Survival Benefit in HPV-Related Oropharyngeal Cancers
A recent 2012 meta-analysis that pooled data from 42 studies found significant improvement in both progression-free survival and disease-free survival in patients with HPV-positive oropharyngeal cancers when compared with HPV-negative oropharyngeal cancers (Oral Oncol. [Published online ahead of print July 27, 2012.]). A similar benefit was seen in a retrospective analysis of patients with stage III or IV oropharyngeal squamous cell carcinoma enrolled in a randomized trial that compared survival outcomes of patients treated with accelerated-fractionation radiotherapy and those treated with standard-fractionation radiotherapy combined with cisplatin therapy. A total of 206 of 323 (63.8 percent) of patients had HPV-positive oropharyngeal cancers. After adjusting for age, race, tumor and nodal status, tobacco exposure and treatment assignment, the HPV-positive patients had significantly better three-year overall survival rates compared with the HPV-negative patients (82.4 percent versus 57.1 percent, p<0.001) (N Engl J Med. 2010;363(1):24-35).

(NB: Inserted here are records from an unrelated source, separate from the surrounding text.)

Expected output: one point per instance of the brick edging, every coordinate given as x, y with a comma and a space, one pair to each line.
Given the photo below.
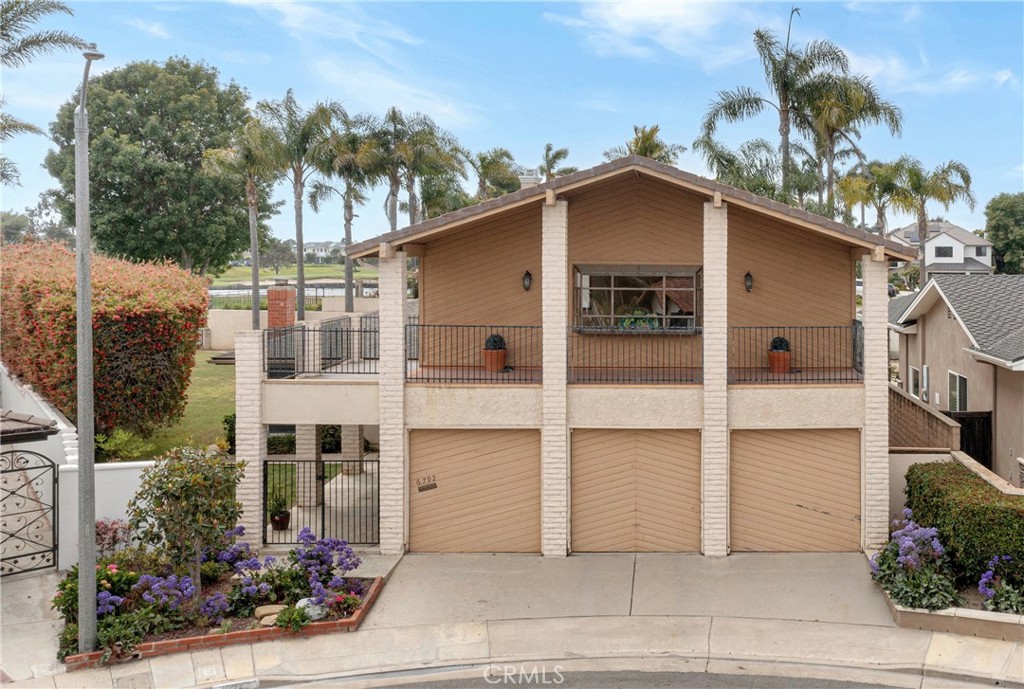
154, 648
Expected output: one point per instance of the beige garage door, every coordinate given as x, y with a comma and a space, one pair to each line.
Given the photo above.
474, 491
636, 490
795, 490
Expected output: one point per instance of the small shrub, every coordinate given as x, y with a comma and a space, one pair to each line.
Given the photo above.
913, 569
293, 618
974, 518
1000, 595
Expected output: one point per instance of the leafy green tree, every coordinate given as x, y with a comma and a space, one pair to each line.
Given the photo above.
788, 70
648, 143
916, 186
1005, 228
250, 162
295, 148
552, 160
18, 46
184, 504
152, 197
497, 173
348, 156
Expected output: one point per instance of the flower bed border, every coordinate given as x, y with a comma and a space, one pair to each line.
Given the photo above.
964, 621
152, 649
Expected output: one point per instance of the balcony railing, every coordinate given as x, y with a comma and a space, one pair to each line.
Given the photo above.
666, 355
456, 354
816, 354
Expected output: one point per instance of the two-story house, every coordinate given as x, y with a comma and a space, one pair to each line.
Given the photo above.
962, 351
949, 249
682, 371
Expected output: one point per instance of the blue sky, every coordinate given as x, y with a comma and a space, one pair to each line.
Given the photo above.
578, 75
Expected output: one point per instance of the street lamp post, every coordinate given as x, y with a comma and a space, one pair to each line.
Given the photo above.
86, 421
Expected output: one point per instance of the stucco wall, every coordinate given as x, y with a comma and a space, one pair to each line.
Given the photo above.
1009, 423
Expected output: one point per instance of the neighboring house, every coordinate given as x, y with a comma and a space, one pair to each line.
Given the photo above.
949, 249
635, 407
962, 350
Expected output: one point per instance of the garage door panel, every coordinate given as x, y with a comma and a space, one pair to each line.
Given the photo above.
795, 490
636, 490
487, 494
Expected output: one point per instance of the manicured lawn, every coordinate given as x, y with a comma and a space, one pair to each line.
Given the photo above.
242, 274
211, 397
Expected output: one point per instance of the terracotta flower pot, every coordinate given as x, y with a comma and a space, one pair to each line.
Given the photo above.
494, 359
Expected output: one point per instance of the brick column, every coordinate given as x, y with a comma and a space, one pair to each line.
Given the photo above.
875, 477
250, 433
554, 434
392, 403
715, 436
308, 490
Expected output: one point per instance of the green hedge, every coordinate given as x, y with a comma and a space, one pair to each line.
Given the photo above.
975, 520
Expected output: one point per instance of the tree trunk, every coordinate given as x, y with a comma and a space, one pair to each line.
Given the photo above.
349, 287
300, 273
253, 249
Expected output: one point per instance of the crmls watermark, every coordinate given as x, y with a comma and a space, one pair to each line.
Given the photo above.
535, 675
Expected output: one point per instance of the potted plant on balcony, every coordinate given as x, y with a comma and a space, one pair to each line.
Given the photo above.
276, 509
495, 353
778, 355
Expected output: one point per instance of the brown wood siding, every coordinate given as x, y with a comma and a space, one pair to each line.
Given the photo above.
474, 276
487, 498
795, 490
800, 278
636, 490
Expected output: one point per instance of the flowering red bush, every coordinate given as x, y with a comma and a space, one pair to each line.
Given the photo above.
145, 324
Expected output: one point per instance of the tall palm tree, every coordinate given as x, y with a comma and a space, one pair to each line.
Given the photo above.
296, 146
838, 106
18, 46
497, 173
787, 71
946, 184
348, 156
646, 142
552, 159
250, 160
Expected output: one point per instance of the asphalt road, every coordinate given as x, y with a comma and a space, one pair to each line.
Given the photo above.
551, 677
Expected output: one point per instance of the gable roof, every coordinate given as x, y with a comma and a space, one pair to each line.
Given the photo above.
630, 165
990, 308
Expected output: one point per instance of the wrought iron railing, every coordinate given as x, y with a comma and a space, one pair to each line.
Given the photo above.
457, 354
663, 355
336, 499
810, 354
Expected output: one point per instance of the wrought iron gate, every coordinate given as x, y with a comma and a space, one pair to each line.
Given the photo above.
28, 512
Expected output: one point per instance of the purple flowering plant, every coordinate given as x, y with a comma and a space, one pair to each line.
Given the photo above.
913, 568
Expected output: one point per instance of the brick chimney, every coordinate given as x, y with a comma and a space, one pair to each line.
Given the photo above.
529, 178
281, 304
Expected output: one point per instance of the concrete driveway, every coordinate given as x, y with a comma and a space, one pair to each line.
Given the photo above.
427, 589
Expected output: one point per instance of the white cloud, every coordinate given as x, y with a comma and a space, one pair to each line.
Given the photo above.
155, 29
713, 33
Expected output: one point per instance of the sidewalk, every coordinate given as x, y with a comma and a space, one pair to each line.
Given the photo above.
465, 615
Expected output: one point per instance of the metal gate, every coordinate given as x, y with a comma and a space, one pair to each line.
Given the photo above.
976, 434
28, 512
335, 499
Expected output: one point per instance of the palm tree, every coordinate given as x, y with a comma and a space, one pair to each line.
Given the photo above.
552, 159
946, 184
349, 156
497, 173
787, 71
839, 105
18, 46
250, 160
298, 139
647, 143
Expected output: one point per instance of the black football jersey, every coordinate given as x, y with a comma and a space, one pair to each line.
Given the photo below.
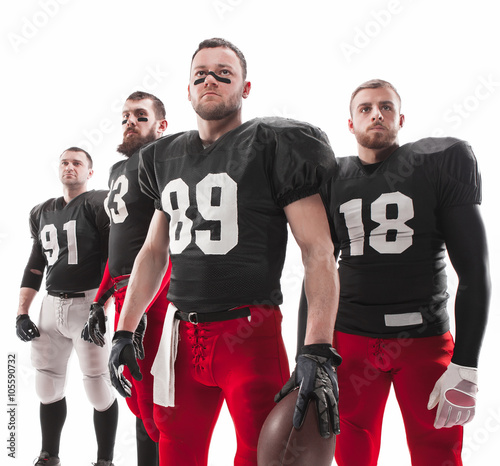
228, 230
386, 225
73, 239
130, 212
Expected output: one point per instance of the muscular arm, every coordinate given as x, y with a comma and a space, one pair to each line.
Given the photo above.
465, 238
309, 225
149, 269
26, 297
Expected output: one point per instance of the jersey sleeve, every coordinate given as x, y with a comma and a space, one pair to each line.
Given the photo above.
459, 182
303, 162
101, 221
147, 175
36, 259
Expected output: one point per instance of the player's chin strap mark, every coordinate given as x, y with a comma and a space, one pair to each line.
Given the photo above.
218, 78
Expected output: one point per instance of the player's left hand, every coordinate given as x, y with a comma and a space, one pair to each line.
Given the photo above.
122, 353
26, 330
455, 394
316, 376
95, 327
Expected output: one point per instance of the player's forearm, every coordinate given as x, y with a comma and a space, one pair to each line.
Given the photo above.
471, 315
145, 280
321, 284
26, 297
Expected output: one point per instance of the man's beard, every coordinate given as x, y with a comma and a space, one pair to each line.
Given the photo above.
219, 112
376, 140
132, 144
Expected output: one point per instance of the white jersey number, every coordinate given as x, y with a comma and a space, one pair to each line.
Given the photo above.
402, 234
50, 242
118, 189
216, 199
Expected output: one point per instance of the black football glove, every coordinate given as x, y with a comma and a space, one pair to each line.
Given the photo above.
122, 353
26, 330
139, 337
95, 327
316, 376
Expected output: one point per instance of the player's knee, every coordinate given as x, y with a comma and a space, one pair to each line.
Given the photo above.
49, 387
99, 392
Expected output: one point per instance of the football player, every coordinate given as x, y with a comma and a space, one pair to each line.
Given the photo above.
130, 212
224, 195
395, 212
70, 241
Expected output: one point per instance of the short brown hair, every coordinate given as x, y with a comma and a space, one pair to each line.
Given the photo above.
77, 149
218, 42
373, 84
158, 106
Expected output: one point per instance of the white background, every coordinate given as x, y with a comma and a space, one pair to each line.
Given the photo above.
68, 65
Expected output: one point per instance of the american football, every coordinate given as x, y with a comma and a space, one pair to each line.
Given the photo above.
281, 444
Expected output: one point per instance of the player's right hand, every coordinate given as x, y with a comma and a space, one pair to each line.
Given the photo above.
95, 327
26, 330
316, 377
122, 353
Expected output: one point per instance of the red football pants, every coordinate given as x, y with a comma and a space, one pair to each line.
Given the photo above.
413, 366
141, 401
241, 362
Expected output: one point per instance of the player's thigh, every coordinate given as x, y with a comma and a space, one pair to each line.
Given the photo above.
50, 351
251, 366
363, 384
424, 360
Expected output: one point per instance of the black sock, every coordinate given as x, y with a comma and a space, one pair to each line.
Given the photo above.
147, 449
105, 424
52, 418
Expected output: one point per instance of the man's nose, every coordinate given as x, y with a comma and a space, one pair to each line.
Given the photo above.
209, 79
377, 114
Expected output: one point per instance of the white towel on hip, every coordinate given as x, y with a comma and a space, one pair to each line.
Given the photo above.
163, 368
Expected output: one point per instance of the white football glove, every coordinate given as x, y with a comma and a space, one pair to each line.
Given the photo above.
455, 394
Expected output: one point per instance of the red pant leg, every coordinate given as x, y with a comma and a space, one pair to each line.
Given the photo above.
241, 361
251, 367
364, 386
413, 365
423, 361
141, 401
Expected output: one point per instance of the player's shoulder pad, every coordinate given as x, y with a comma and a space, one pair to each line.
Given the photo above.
346, 164
280, 124
48, 205
450, 157
117, 165
163, 142
437, 146
449, 153
96, 196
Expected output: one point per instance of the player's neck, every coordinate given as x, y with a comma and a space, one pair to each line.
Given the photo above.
211, 130
369, 156
70, 192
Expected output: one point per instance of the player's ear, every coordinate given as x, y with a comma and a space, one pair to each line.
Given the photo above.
401, 120
350, 125
162, 126
246, 89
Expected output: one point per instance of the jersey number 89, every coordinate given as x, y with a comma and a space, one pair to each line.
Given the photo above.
175, 201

According to Dr. Sturgis, patients with HPV-positive oropharyngeal cancers probably do better because they have fewer genetic mutations in their cancers, versus the many mutations found in HPV-negative cancers, the majority of which are related to smoking. “In smoking-related cancers, the tumor cells have many genetic changes that may provide for many options for aggressiveness and resistance to therapy,” he said, whereas radiotherapy and chemotherapy are probably more effective in killing cells with fewer mutations, as in HPV-related cancer.
Despite the significant improvement in survival outcomes seen in patients with HPV-positive cancers, HPV status is still not used to determine treatment and is not included in the current staging system for these cancers. “It is a real problem using the current staging system to provide patients [with] accurate estimates of their survival chances, most likely because HPV is not included in the system,” said Dr. Sturgis. “We are hopeful that the future system will incorporate HPV status and the current clinical trials for patients with HPV-related cancers will allow us, in the future, to make better treatment decisions.”
Clinical trials currently underway to evaluate whether using less aggressive treatment for HPV-positive cancers can effectively treat the disease while incurring fewer side effects may change this. “I think we’re right on the verge, in the next five to 10 years, of individualizing treatment based on HPV status,” said Dr. Sturgis.